Un evento unico nel suo genere manda questa volta gli elettori a votare una scheda sola. Ma sarà vero? Ma come, mi dicono il paese toscano che più di tutti si fregia o almeno si fregiava di essere un fiero riferimento di battibecchi infuocati a colpi di liste civiche di sinistra/destra e destra/sinistra e adesso il nulla? Il paese va a votare per la prima volta senza un tributo alla giusta e democratica competizione?
Ma attenzione.
Mi dicono i miei referenti insigni che i cittadini sono disorientati e alcuni anche adirati e si stanno organizzando per votare in ogni caso tirando fuori dall’armadio la dignità che sempre ha fatto di Capoliveri un indomito borgo. Ebbene io che sono stato un politico e filosofo d’altri tempi arso sul rogo ma poi riabilitato voglio porgere a questo paese illustre un piccolo saggio di democrazia.
Voglio ricordare innanzi tutto ai cittadini che se per uno strano caso non si è riusciti a comporre un’alternativa, questi hanno il diritto di comportarsi come meglio credono e vogliono liberamente e udite udite, possono agire questa volta in tre modi diversi per esprimere la loro sacrosanta opinione:
possono rimanere a casa e non votare; in questo modo tuttavia non parteciperanno a quel 40% di elettori che votanti o non votanti servono a rendere valida l’elezione; ma questo è un loro diritto come lo è sempre stato e nessuno potrà far nulla per censurare persone che per una ragione o per l’altra non vogliono andare a votare; oppure dobbiamo pensare che i cittadini saranno costretti al seggio elettorale per timore di qualche ritorsione? Giammai, questo non è possibile in un paese democratico dove tutti sono uguali e hanno gli stessi diritti;
possono andare a votare e votare per Montagna; ma questo è un loro diritto e nessuno potrà far nulla per censuare persone che una ragione o per l’altra vogliono a andare a votare per Montagna e la sua squadra di competenti e portatori di valori;
possono andare a votare e non votare per Montagna e quindi lasciare la sacra scheda, bianca e vergine segno di rifiuto ovvero possono annullarla con lo sfregio dell’orrido turpiloquio o l’incanto di un cuore colmo d’amore; ma questo è un loro diritto e nessuno potrà far nulla per censurare o punire persone che una ragione o per l’altra non vogliono votare per Montagna e la sua squadra di competenti e portatori di valori.

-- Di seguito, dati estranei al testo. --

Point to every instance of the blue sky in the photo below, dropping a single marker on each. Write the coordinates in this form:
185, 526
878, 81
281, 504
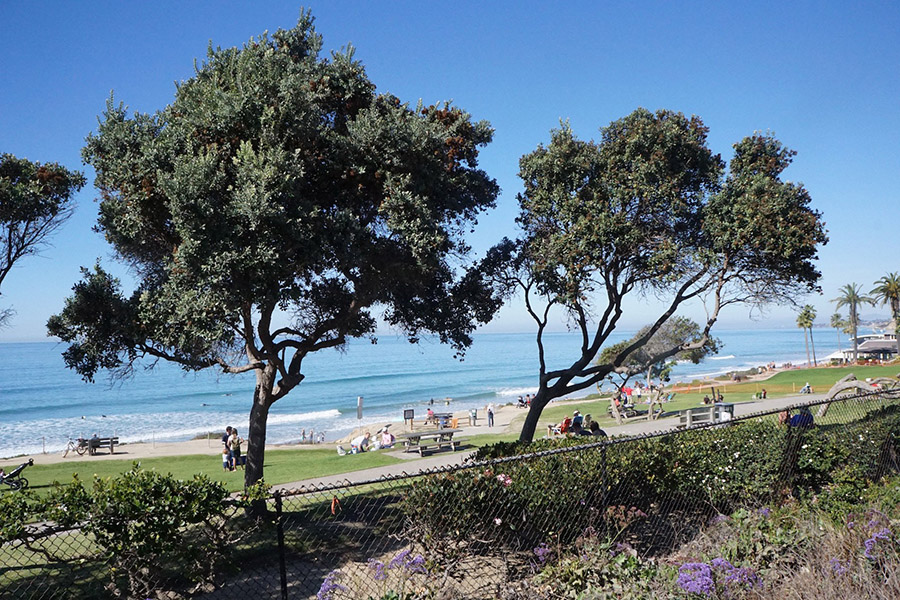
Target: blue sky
823, 76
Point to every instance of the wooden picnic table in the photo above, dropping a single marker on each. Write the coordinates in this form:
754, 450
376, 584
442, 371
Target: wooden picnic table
422, 440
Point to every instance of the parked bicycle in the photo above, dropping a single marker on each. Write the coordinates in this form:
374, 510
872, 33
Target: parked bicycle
80, 446
14, 478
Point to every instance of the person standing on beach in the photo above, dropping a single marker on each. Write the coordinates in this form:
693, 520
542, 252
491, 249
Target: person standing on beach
226, 443
235, 442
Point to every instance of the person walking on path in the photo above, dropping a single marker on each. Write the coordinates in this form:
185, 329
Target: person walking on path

E se Montagna, dopo aver attratto almeno il 40% degli aventi diritto al voto, raggiungerà anche il 50% dei voti di chi sarà andato a votare, allora democrazia sarà fatta e avrà vinto il migliore come giusto che sia, ma ad armi pari. E nessuno si sogni di approfittare del fatto che vi è una sola lista per permettersi di limitare il diritto di voto o di non voto comunque espresso dai cittadini e dalle cittadine di un paese democratico.
Mi dicono i bene informati che viene fatto serpeggiare in paese il timore del commissario prefettizio che verrebbe a Capoliveri se Montagna non fosse eletto. Il Commissario chi è costui? Non certo Maigret che pure mi dicono simpatico e arguto, ma un funzionario dello stato che potrebbe avere più cervello di tanti politici dell’ultima ora e che rimarrebbe un anno visto che nel 2025 si tornerà a votare.
E allora cari capoliveresi vi lascio con una frase celebre che tanto mi piacque e tanto mi costò: tiranno è nome di uomo di mala vita, e pessimo tra tutti gli altri uomini, che per forza sopra tutti vuole regnare.